3. En premier lieu, il ressort des pièces du dossier que la décision de l'autorité consulaire comporte l'exposé des considérations de faits et de droit qui en sont le fondement. Par suite, en s'appropriant les motifs de cette décision, la commission de recours contre les décisions de refus de visa d'entrée en France a motivé sa décision au regard des exigences fixées par le code des relations entre le public et l'administration.

4. En second lieu, aux termes de l'article L. 312-1 du code de l'entrée et du séjour des étrangers et du droit d'asile : " Tout étranger souhaitant entrer en France en vue d'y séjourner pour une durée n'excédant pas trois mois doit solliciter auprès des autorités diplomatiques et consulaires françaises un visa de court séjour, dans les conditions prévues à l'article 6 du règlement 2016/399 du Parlement européen et du Conseil du 9 mars 2016. / Les demandes de visa de court séjour sont déposées et instruites dans les conditions prévues par les chapitres II et III du titre III du règlement n° 810/2009 du Parlement européen et du Conseil du 13 juillet 2009 établissant un code communautaire des visas. ". Aux termes de l'article 15 du règlement n° 810/2009 du Parlement européen et du Conseil du 13 juillet 2009 établissant un code communautaire des visas : " 1. Les demandeurs de visa uniforme à une ou deux entrées prouvent qu'ils sont titulaires d'une assurance maladie en voyage adéquate et valide couvrant les éventuels frais de rapatriement pour raison médicale, de soins médicaux d'urgence et/ou de soins hospitaliers d'urgence ou de décès pendant leur(s) séjour(s) sur le territoire des États membres.".

5. Il ne ressort pas des pièces du dossier que Mme A a produit lors de sa demande de visa une attestation d'assurance conforme aux dispositions précitées. Par suite, c'est sans commettre d'erreur d'appréciation que la commission de recours contre les décisions de refus de visa d'entrée en France a pu rejeter le recours de Mme A en se fondant sur le motif tiré de l'absence de production d'une attestation d'assurance. Il résulte de l'instruction que la commission de recours contre les décisions de refus de visa d'entrée en France aurait pris la même décision en se fondant exclusivement sur ce motif.

6. Il résulte de tout ce qui précède que les conclusions à fin d'annulation présentées par Mme A et M. D doivent être rejetées.

Sur les conclusions accessoires :

7. Le présent jugement rejetant les conclusions principales de la requête, il y a lieu de rejeter, par voie de conséquence, les conclusions tendant au prononcé d'une mesure d'injonction sous astreinte ainsi que celles relatives aux frais liés au litige.

D É C I D E :

Article 1er : La requête de Mme A et M. D est rejetée.

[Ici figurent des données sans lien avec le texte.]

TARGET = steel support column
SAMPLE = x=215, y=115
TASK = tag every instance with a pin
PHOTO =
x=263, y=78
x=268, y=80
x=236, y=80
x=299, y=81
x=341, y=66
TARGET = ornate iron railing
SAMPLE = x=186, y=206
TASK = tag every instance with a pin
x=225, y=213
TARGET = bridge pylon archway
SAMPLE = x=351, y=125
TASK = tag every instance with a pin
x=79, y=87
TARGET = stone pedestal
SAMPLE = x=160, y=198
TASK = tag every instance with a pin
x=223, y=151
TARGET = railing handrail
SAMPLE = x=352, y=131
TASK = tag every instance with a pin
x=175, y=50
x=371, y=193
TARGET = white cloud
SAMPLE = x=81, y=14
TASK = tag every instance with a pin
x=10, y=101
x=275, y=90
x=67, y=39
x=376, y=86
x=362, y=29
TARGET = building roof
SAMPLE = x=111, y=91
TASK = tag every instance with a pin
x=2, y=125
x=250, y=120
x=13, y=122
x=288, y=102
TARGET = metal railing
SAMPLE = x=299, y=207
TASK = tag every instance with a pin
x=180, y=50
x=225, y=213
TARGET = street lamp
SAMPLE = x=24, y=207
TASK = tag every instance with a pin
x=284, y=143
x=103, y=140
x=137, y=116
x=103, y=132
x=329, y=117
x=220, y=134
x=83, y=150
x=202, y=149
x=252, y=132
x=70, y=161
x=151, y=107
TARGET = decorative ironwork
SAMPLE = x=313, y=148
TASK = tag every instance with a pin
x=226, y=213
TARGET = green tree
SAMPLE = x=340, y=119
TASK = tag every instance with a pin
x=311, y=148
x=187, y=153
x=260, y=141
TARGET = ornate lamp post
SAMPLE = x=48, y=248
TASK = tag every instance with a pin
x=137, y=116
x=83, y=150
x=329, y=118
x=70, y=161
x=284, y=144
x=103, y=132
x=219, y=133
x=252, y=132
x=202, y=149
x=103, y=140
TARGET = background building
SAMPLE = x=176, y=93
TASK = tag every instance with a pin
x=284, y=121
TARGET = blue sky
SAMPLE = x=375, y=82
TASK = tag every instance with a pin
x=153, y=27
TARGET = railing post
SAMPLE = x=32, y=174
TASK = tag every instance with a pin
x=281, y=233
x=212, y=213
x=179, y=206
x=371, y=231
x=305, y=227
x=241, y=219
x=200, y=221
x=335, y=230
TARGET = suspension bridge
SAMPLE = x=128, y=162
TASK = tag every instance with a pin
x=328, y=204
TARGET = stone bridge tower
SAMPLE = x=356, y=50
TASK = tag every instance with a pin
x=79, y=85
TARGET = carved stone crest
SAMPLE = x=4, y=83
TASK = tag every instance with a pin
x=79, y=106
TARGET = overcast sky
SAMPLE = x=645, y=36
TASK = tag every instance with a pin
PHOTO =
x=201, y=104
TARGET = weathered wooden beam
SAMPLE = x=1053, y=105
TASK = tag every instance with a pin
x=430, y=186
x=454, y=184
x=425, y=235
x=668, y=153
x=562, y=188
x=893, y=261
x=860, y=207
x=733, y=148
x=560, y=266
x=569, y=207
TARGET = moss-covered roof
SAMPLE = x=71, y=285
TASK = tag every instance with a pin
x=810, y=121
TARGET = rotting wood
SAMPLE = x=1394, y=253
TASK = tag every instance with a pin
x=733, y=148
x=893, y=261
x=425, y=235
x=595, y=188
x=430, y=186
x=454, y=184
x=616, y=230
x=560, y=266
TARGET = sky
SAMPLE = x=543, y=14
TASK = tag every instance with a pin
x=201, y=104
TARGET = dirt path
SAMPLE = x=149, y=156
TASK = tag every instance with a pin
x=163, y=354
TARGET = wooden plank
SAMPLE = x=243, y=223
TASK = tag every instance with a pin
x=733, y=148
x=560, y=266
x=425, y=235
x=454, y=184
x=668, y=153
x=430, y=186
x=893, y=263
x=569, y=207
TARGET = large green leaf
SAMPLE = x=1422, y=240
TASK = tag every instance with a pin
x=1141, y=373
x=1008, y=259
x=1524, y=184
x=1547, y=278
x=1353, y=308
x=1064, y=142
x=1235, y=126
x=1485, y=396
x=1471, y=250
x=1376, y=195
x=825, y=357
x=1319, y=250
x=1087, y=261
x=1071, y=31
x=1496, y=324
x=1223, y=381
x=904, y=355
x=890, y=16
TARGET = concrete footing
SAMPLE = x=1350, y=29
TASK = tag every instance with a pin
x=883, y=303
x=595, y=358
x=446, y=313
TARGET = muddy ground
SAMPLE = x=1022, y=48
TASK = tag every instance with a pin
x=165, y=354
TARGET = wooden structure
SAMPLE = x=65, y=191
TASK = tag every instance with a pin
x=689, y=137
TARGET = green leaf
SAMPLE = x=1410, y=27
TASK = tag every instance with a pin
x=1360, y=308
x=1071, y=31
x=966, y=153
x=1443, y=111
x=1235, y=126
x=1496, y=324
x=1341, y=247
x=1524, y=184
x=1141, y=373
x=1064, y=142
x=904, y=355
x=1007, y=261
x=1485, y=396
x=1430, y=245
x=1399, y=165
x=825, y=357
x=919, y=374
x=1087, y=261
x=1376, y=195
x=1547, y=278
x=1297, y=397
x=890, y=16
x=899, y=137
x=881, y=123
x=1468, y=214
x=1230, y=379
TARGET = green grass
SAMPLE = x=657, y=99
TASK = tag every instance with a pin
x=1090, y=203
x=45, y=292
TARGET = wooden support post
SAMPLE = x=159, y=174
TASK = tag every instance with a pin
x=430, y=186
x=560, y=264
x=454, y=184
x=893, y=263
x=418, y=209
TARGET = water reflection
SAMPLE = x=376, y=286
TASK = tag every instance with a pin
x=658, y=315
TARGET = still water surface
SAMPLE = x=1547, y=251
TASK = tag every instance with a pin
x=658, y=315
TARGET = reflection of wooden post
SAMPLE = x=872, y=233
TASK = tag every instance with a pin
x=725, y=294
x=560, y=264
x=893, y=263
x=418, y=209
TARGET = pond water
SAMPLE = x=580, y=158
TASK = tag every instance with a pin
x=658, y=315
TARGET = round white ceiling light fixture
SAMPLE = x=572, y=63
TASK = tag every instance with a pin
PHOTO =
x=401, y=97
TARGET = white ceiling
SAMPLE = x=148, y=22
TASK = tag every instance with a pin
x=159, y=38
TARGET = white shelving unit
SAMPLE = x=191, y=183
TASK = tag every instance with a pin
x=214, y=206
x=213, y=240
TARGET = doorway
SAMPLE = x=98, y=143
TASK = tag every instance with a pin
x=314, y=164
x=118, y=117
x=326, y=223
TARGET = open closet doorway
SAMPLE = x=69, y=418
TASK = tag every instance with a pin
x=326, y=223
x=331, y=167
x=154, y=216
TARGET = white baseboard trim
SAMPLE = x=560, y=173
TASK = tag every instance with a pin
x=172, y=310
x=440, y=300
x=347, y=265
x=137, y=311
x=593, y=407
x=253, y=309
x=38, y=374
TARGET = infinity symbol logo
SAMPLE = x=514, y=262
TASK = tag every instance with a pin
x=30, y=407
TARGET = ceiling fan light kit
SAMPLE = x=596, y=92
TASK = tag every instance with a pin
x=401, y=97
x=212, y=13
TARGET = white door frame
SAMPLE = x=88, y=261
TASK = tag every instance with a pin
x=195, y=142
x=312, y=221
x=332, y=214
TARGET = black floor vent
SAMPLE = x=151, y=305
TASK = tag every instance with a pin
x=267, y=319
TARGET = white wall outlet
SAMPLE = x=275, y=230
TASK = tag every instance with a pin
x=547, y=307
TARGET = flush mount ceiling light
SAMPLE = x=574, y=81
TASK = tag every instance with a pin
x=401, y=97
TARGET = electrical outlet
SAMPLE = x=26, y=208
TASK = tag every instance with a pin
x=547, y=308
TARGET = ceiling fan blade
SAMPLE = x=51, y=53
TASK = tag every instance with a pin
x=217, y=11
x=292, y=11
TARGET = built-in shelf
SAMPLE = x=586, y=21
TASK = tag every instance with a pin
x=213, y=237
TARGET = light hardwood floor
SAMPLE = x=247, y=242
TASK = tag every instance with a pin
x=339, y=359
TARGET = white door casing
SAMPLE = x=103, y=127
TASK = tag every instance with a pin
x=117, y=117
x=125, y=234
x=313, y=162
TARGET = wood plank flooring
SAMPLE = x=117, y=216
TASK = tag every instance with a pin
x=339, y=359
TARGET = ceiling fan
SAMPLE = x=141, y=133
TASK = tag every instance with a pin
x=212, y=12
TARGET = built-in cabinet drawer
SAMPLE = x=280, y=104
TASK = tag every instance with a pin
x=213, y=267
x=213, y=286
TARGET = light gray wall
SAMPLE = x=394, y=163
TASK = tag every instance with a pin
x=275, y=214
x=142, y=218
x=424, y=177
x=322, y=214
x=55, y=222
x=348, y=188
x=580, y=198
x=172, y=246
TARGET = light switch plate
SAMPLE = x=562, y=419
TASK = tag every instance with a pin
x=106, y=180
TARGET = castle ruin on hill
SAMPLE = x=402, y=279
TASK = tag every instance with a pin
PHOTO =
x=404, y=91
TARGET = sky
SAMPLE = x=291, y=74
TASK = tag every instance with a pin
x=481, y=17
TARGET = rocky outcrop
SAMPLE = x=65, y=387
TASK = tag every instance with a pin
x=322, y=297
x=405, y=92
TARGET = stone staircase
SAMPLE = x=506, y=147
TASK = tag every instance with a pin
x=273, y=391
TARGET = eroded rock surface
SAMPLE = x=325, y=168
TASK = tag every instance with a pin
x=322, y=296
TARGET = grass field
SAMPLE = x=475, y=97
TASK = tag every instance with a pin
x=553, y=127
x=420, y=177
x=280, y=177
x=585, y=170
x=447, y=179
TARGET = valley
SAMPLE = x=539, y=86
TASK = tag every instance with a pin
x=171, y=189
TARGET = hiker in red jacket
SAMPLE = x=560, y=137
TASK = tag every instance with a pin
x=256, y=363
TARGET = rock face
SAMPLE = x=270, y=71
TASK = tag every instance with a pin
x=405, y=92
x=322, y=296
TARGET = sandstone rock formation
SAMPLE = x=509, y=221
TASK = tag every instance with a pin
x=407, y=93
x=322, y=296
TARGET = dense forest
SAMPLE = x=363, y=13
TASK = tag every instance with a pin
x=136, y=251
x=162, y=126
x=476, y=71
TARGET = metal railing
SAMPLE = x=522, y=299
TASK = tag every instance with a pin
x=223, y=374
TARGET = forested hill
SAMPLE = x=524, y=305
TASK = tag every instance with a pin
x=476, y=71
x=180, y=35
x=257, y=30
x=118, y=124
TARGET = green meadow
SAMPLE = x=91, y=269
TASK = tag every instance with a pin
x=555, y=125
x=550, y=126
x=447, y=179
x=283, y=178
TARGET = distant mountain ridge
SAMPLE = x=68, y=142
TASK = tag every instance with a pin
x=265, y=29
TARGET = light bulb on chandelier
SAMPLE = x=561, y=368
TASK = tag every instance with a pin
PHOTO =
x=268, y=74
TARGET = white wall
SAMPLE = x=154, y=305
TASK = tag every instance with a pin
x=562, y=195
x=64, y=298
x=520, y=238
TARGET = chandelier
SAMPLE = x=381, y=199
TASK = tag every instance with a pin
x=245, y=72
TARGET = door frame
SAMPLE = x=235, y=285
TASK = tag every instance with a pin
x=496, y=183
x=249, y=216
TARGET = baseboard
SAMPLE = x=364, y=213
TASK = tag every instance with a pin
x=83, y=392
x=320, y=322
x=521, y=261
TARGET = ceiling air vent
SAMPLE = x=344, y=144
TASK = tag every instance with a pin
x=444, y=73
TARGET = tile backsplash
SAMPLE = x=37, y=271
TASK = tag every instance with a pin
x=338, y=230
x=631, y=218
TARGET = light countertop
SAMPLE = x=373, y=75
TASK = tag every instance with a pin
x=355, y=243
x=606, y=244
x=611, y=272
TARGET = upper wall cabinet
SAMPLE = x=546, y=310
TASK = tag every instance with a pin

Article 2 : Le présent jugement sera notifié à Mme C A, à M. B D et au ministre de l'intérieur et des outre-mer.

Délibéré après l'audience du 12 janvier 2024, à laquelle siégeaient :

Mme Douet, présidente,

Mme Chatal, conseillère,

M. Ravaut, conseiller,

Rendu public par mise à disposition au greffe le 9 février 2024.

Le rapporteur,

C. RAVAUT

La présidente,

H. DOUET

La greffière,

A.-L. LE GOUALLEC

La République mande et ordonne au ministre de l'intérieur et des outre-mer, en ce qui le concerne ou à tous commissaires de justice à ce requis en ce qui concerne les voies de droit commun contre les parties privées, de pourvoir à l'exécution de la présente décision.